AUTHOR=Hopp Manuel D. S. , Händel Marion , Bedenlier Svenja , Glaeser-Zikuda Michaela , Kammerl Rudolf , Kopp Bärbel , Ziegler Albert TITLE=The Structure of Social Networks and Its Link to Higher Education Students’ Socio-Emotional Loneliness During COVID-19 JOURNAL=Frontiers in Psychology VOLUME=12 YEAR=2022 URL=https://www.frontiersin.org/journals/psychology/articles/10.3389/fpsyg.2021.733867 DOI=10.3389/fpsyg.2021.733867 ISSN=1664-1078 ABSTRACT=

Lonely students typically underperform academically. According to several studies, the COVID-19 pandemic is an important risk factor for increases in loneliness, as the contact restrictions and the switch to mainly online classes potentially burden the students. The previously familiar academic environment (campus), as well as the exchange with peers and lecturers on site, were no longer made available. In our cross-sectional study, we examine factors that could potentially counteract the development of higher education student loneliness during the COVID-19 pandemic from a social network perspective. During the semester, N = 283 students from across all institutional faculties of a German comprehensive university took part in an online survey. We surveyed their social and emotional experiences of loneliness, their self-reported digital information-sharing behavior, and their current egocentric networks. Here, we distinguished between close online contacts (i.e., mainly online exchanges) and close offline contacts (i.e., mainly in-person face-to-face exchanges). In addition, we derived the interconnectedness (i.e., the densities of the egocentric networks) and heterogeneity (operationalized with the entropy) of students’ contacts. To obtain the latter, we used a novel two-step method combining t-distributed stochastic neighbor embedding (t-SNE) and cluster analysis. We explored the associations of the aforementioned predictors (i.e., information-sharing behavior, number of online and offline contacts, as well as interconnectedness and heterogeneity of the close contacts network) on social and emotional loneliness separately using two hierarchical multiple linear regression models. Our results suggest that social loneliness is strongly related to digital information-sharing behavior and the network structure of close contacts.
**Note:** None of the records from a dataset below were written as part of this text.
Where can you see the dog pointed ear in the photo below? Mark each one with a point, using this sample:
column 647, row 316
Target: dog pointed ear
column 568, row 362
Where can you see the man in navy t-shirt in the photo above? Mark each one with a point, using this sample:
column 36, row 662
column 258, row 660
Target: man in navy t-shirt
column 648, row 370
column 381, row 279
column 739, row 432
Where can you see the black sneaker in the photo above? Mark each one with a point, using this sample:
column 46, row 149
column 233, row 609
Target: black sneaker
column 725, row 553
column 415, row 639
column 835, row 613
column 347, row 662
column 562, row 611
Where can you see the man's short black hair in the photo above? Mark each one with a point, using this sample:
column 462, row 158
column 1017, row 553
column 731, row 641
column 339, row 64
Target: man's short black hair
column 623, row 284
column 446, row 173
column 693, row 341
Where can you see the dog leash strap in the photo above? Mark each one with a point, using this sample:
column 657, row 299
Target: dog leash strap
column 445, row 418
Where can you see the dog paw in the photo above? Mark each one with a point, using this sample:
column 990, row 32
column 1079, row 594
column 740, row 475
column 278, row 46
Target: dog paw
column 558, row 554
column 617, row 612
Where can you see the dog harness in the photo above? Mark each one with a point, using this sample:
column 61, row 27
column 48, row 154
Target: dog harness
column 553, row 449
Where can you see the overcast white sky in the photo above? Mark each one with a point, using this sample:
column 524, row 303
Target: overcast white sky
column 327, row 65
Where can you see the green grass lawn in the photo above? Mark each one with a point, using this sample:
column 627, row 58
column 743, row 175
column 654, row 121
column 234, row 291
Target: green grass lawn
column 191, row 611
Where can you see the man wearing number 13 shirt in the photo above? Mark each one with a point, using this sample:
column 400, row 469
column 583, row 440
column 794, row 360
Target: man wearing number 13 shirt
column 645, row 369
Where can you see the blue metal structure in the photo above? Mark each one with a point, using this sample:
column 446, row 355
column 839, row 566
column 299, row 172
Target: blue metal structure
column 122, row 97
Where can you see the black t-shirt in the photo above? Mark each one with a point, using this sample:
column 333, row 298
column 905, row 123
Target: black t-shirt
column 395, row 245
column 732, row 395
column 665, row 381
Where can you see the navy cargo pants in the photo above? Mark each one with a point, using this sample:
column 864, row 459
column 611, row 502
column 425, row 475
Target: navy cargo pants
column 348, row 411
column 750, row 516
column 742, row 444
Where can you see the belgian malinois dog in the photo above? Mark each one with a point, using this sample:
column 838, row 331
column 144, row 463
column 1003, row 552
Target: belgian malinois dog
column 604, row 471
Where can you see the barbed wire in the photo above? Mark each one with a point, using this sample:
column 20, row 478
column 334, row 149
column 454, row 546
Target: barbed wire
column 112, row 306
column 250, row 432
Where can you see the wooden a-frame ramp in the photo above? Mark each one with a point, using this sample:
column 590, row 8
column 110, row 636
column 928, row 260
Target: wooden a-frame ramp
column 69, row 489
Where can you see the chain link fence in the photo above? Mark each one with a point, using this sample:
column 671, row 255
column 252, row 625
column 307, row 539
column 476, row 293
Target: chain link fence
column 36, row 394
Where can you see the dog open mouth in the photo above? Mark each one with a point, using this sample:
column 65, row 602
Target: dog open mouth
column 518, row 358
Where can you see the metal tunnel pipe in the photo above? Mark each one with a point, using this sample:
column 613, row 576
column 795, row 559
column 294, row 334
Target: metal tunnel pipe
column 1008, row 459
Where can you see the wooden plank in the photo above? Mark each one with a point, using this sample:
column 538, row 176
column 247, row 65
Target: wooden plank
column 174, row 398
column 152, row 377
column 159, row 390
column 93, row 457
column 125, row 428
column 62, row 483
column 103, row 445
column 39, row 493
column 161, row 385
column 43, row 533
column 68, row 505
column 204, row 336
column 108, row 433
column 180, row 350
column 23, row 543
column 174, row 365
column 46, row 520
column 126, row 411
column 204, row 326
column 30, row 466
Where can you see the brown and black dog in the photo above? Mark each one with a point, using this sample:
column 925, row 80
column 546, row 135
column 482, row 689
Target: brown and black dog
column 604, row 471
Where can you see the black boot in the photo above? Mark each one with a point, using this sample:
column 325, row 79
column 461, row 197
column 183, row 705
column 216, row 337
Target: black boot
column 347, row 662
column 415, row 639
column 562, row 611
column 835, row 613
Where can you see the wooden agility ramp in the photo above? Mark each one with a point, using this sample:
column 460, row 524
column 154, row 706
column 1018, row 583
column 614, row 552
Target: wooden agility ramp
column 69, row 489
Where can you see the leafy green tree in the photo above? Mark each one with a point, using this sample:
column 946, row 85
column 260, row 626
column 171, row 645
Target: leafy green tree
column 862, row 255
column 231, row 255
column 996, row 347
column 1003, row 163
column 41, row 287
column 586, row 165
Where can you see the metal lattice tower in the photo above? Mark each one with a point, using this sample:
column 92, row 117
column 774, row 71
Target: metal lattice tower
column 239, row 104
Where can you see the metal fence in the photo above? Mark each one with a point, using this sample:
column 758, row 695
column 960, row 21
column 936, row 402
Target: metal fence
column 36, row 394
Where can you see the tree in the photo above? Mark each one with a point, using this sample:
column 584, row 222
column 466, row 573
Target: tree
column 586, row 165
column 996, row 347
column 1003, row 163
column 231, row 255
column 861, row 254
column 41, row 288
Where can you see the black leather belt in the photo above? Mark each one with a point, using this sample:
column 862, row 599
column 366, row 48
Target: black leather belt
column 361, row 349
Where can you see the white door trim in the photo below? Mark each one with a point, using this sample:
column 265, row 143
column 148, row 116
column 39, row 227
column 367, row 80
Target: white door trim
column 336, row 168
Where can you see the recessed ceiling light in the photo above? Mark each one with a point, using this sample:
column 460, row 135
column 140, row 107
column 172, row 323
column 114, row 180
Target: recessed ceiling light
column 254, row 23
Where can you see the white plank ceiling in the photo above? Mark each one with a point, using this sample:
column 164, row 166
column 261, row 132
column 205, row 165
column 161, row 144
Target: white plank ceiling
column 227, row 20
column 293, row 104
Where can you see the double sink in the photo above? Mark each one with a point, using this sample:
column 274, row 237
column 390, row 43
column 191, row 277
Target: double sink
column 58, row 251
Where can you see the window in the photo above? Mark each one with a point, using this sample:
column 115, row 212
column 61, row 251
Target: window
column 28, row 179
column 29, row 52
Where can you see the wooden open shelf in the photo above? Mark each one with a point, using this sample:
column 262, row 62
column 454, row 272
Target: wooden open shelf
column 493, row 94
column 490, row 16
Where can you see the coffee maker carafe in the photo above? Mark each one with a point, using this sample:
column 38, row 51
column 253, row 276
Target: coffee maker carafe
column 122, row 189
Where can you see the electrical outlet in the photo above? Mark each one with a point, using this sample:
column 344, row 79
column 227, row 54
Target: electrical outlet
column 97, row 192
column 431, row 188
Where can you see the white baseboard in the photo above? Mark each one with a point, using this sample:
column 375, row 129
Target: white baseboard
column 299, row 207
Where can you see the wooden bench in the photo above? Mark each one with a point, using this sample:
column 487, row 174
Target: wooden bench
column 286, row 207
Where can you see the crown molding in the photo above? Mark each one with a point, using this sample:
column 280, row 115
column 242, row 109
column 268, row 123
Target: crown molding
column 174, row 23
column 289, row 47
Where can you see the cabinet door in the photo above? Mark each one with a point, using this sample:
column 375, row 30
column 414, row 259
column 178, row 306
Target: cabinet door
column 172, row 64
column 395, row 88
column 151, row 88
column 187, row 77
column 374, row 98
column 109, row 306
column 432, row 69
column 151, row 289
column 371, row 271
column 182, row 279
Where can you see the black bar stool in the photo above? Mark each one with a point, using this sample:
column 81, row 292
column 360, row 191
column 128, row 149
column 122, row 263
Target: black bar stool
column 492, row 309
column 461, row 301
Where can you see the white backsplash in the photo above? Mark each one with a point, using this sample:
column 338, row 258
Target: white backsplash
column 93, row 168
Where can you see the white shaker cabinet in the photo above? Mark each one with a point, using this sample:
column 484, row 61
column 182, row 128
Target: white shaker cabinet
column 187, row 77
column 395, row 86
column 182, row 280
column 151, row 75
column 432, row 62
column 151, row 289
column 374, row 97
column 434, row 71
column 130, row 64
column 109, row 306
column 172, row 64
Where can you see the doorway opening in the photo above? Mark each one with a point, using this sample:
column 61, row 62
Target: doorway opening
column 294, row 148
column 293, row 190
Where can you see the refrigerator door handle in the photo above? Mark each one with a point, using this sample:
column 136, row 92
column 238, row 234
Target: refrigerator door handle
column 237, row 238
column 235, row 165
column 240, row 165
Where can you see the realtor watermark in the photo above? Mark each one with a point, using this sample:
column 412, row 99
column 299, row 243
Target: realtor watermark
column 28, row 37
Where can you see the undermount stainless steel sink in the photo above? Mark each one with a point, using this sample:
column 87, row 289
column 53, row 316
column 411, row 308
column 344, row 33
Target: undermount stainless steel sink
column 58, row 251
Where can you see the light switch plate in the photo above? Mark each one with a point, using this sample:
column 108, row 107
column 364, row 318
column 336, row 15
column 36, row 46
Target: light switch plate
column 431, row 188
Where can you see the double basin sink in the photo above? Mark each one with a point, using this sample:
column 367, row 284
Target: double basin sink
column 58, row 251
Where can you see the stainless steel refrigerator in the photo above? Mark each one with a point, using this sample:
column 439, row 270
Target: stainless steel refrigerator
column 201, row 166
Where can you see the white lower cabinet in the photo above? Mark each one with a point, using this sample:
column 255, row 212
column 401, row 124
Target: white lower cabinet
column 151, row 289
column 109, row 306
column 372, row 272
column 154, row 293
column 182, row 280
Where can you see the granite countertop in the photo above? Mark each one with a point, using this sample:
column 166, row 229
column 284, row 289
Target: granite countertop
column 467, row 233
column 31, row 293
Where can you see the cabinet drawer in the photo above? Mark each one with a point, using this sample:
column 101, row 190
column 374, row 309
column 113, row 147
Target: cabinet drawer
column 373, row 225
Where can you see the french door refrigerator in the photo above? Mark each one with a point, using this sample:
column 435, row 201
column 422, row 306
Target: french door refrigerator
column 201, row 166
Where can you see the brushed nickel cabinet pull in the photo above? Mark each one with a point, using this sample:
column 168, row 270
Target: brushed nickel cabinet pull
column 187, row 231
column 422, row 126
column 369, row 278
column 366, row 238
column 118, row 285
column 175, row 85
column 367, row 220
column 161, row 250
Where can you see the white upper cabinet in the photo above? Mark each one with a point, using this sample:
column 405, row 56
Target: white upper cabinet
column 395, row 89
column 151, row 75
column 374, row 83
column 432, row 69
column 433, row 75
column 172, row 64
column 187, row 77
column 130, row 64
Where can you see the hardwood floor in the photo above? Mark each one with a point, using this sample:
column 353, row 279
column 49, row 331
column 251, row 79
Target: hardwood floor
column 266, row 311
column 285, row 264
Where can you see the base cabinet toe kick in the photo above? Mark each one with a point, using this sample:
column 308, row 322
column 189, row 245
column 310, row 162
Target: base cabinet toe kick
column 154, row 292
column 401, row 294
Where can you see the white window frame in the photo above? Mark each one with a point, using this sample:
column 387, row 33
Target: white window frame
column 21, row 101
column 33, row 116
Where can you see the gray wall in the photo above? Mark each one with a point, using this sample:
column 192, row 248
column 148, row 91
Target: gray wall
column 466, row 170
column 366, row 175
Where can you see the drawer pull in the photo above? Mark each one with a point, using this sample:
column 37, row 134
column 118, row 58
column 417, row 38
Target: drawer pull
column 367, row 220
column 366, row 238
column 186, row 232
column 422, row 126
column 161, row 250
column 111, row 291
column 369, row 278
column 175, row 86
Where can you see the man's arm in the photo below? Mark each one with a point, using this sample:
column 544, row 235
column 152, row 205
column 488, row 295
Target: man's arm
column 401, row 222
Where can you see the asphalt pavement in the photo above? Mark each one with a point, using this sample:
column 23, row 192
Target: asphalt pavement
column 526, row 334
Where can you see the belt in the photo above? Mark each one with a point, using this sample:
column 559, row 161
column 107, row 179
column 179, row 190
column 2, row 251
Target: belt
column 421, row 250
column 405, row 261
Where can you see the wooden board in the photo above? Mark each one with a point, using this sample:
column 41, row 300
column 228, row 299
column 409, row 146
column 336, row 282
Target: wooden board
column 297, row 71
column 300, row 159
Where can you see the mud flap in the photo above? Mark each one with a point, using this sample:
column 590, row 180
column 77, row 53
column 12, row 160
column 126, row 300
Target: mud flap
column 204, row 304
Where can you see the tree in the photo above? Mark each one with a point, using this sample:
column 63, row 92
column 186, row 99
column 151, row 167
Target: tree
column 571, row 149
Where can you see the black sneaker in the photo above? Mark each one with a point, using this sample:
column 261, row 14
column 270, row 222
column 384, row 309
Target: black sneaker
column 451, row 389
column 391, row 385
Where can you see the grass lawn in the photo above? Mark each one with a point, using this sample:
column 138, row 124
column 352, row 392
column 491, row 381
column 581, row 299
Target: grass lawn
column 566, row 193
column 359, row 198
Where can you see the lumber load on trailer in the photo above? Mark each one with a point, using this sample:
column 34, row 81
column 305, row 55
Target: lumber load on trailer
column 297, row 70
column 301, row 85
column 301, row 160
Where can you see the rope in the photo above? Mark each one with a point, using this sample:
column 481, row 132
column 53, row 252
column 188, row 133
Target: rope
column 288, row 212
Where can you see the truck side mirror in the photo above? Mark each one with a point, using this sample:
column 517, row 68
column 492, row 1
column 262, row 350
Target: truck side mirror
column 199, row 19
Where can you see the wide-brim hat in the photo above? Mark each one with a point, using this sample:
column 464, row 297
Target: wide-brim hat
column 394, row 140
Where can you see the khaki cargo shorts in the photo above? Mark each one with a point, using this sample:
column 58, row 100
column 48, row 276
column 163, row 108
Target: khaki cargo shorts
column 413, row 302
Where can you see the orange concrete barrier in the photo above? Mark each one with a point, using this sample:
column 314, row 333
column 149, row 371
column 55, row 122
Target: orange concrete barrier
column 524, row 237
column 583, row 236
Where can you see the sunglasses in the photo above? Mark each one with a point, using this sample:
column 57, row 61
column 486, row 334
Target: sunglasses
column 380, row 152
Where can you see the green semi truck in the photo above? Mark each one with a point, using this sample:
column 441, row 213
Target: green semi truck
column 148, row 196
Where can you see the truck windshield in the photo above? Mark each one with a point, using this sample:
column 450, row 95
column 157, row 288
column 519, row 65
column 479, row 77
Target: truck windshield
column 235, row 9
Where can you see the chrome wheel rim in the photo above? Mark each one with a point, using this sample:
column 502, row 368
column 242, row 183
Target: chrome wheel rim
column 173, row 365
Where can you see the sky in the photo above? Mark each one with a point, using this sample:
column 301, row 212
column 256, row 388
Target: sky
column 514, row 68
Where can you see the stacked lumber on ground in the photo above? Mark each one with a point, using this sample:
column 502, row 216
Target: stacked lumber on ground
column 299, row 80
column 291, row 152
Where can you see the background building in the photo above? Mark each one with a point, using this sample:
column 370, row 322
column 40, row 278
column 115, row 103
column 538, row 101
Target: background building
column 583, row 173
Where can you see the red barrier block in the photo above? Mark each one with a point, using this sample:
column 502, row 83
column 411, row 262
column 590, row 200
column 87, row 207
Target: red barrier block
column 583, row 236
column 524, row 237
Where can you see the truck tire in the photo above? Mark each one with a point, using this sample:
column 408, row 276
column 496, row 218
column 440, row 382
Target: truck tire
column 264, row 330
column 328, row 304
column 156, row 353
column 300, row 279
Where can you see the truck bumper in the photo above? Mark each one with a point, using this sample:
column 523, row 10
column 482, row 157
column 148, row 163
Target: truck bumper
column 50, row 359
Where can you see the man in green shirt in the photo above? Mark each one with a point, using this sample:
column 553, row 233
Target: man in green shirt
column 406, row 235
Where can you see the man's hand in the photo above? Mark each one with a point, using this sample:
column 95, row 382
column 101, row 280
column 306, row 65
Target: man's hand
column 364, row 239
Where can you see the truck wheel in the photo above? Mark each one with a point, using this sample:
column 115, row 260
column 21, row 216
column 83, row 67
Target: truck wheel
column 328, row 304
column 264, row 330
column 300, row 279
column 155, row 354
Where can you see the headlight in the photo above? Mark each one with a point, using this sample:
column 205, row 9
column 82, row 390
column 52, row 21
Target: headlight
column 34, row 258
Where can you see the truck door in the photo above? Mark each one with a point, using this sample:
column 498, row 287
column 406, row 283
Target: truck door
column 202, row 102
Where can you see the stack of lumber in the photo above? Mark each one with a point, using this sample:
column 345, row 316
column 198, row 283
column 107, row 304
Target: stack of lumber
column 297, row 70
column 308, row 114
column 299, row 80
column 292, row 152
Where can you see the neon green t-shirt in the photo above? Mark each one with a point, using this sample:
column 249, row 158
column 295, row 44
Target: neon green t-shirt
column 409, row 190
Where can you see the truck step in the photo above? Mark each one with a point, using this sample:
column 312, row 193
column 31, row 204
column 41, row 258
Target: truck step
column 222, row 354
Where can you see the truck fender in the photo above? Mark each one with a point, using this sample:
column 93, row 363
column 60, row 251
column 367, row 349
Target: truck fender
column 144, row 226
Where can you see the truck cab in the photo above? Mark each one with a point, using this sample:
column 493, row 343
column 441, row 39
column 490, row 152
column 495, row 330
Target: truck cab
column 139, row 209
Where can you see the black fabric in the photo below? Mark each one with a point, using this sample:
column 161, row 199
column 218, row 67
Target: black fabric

In particular, high information-sharing behavior, high number of close contacts (whether offline or online), a highly interconnected network, and a homogeneous structure of close contacts were associated with low social loneliness. Emotional loneliness, on the other hand, was mainly related to network homogeneity, in the sense that students with homogeneous close contacts networks experienced low emotional loneliness. Overall, our study highlights the central role of students’ close social network on feelings of loneliness in the context of COVID-19 restrictions. Limitations and implications are discussed.